Modern gaming stocks have never seen a secular bear market. Sounds crazy right? It’s true. They’ve certainly seen cyclical bear markets. Vicious ones that’ll make you sick and destroy your finances if you’re leveraged. The crash of ‘08 was certainly a cyclical bear market. The Macau crash of 2014 was, too. But for long term holders they’re just aberrations of one kind or another on a long term uptrend.
The oldest of modern gaming stocks have only been around since the late 1980’s. MGM, among the oldest, went public in May 1988, only 30 years ago. Secular market trends span longer periods than that. Bonds were in a secular bull market from 1981 to 2016 for example. Since its IPO, MGM has been in a secular bull market along with most other large cap gaming stocks.
The oldest and most veteran UK gaming companies have only been public in their modern incarnations since the late 1990’s. There have been great years and there have been horrible years, but buy and hold still hasn’t failed. Even Las Vegas Sands, which suffered a 99% collapse from 2007 to 2009, is still above its 2004 IPO. Wynn’s long term chart looks like riding an especially enraged mechanical bull, but the secular bull trend is clearly intact nonetheless. Macau stocks are way too young to even be on the time scale of anything secular. These casinos spent their adolescence in a time of extreme global monetary stimulus. It’s like being surrounded as a child by a bunch of cocaine addicts and thinking it’s totally normal. Modern gaming companies simply don’t know any other type of environment.

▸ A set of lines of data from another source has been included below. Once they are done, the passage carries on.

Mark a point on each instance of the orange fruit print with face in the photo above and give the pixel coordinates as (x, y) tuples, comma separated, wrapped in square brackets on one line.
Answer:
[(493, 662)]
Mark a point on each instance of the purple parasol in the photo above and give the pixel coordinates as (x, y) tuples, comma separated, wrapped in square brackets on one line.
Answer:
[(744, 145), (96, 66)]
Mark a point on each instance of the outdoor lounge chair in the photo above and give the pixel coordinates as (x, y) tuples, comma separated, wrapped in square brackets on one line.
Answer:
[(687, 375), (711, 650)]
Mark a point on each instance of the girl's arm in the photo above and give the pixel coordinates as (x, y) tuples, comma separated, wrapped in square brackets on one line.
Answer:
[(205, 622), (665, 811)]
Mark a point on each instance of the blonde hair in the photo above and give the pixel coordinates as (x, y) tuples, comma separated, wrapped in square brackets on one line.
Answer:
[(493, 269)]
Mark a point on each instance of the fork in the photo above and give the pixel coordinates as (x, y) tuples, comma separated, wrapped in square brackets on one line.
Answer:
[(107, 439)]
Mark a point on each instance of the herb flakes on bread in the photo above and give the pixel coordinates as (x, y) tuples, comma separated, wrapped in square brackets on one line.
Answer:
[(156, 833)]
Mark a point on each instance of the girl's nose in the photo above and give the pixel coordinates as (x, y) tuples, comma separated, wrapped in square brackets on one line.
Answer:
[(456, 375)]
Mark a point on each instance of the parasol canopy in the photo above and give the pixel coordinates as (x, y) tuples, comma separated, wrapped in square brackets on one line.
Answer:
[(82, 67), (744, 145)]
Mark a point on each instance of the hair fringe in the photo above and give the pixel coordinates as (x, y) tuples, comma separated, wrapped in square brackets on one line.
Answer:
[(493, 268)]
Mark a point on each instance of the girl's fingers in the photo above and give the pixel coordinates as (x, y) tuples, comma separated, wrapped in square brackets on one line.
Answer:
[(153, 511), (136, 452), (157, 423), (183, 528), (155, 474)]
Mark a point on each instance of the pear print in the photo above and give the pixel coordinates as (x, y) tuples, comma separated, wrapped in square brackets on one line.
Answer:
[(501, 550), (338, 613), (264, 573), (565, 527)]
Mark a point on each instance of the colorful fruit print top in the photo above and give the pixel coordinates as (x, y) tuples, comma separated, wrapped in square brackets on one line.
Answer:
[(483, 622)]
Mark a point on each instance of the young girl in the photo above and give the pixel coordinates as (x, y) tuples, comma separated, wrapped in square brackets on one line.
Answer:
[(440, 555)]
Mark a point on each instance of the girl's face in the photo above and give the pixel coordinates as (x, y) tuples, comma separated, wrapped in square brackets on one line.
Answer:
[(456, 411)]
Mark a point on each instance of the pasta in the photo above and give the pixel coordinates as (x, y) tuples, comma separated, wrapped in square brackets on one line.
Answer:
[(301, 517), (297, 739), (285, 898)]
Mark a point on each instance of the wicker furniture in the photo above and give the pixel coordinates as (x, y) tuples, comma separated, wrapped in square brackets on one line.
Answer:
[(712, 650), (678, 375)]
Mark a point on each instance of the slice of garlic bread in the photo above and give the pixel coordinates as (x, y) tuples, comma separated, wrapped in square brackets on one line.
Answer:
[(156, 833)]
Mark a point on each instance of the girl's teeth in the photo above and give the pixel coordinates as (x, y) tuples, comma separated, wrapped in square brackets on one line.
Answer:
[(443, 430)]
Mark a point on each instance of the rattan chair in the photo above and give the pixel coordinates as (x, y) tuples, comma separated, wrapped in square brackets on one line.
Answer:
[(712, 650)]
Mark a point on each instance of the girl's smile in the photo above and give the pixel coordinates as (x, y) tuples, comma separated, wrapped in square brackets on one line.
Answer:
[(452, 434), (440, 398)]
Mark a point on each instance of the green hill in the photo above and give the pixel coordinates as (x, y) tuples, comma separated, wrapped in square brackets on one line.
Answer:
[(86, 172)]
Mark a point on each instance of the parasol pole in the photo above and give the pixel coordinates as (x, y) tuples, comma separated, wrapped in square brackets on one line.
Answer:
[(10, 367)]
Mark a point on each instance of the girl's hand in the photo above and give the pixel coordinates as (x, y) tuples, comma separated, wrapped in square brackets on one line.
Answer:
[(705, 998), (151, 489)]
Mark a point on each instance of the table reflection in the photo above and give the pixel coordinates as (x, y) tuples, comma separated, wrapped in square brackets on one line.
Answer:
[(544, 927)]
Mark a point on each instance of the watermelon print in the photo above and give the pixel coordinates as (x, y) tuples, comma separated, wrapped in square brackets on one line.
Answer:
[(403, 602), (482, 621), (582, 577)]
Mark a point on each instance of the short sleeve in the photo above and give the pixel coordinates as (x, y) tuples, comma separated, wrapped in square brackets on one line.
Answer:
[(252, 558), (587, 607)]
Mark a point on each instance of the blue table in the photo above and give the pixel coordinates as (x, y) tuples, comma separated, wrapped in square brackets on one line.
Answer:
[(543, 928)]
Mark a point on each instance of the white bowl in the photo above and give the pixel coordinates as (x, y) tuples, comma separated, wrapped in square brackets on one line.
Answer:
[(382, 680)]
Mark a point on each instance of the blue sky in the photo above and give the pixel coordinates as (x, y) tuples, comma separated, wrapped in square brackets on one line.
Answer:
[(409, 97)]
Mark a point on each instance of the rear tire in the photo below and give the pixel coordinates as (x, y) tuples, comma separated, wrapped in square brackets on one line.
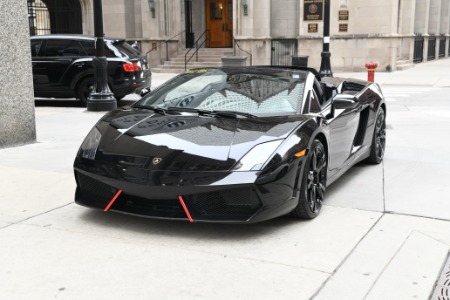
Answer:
[(312, 191), (379, 139), (83, 90)]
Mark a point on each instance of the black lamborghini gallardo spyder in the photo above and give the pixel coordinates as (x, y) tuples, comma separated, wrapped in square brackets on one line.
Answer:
[(231, 144)]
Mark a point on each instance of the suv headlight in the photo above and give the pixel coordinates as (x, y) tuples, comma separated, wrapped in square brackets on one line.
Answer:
[(90, 144), (257, 156)]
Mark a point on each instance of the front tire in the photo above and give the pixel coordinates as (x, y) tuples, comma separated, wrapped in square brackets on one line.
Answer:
[(379, 139), (84, 89), (312, 191)]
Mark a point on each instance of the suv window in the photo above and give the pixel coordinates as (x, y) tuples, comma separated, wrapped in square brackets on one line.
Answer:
[(126, 49), (35, 47), (55, 47), (89, 48)]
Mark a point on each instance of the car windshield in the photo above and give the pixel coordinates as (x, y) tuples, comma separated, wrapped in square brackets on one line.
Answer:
[(255, 91)]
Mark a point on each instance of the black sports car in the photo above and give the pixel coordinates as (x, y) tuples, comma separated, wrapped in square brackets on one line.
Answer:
[(231, 144)]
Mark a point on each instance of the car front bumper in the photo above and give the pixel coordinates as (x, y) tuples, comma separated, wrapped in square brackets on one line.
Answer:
[(227, 197)]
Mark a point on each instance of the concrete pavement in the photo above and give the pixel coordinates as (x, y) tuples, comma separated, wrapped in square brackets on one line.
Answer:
[(384, 232)]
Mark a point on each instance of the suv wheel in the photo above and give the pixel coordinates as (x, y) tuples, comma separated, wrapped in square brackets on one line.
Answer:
[(84, 88)]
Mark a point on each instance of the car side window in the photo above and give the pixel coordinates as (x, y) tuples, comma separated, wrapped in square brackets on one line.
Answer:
[(35, 47), (318, 90), (314, 105), (56, 47), (89, 47)]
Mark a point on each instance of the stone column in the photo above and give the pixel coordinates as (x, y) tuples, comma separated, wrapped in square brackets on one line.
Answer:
[(259, 11), (421, 23), (17, 121), (445, 23), (406, 29)]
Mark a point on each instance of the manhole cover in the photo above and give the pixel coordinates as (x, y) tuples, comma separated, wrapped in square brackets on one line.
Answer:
[(442, 291)]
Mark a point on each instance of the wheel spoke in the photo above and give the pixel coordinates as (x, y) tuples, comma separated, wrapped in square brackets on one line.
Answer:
[(322, 163), (314, 160)]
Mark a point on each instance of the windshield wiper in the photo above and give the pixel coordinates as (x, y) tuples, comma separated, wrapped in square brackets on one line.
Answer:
[(159, 110), (220, 113), (234, 113)]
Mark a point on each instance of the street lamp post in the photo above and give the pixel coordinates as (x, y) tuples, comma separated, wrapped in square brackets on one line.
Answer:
[(325, 65), (101, 97)]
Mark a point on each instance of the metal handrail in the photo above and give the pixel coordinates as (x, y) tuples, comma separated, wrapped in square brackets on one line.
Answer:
[(164, 42), (197, 47), (239, 46)]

Right now we are clearly in the midst of yet another cyclical bear. The question is will it turn into a secular trend. The bellwether Macau gaming stocks are collapsing faster than they did in 2014 without a clear catalyst that affects fundamentals like an attack on the VIP sector. Galaxy is down 45% in 7 months. Back in 2014 that degree of collapse took 10 months. Las Vegas Sands is down 38% in 4 months. That level of decline took 10 months to materialize from the 2014 top. Wynn is down 53.5%. The same decline took over a year in 2014.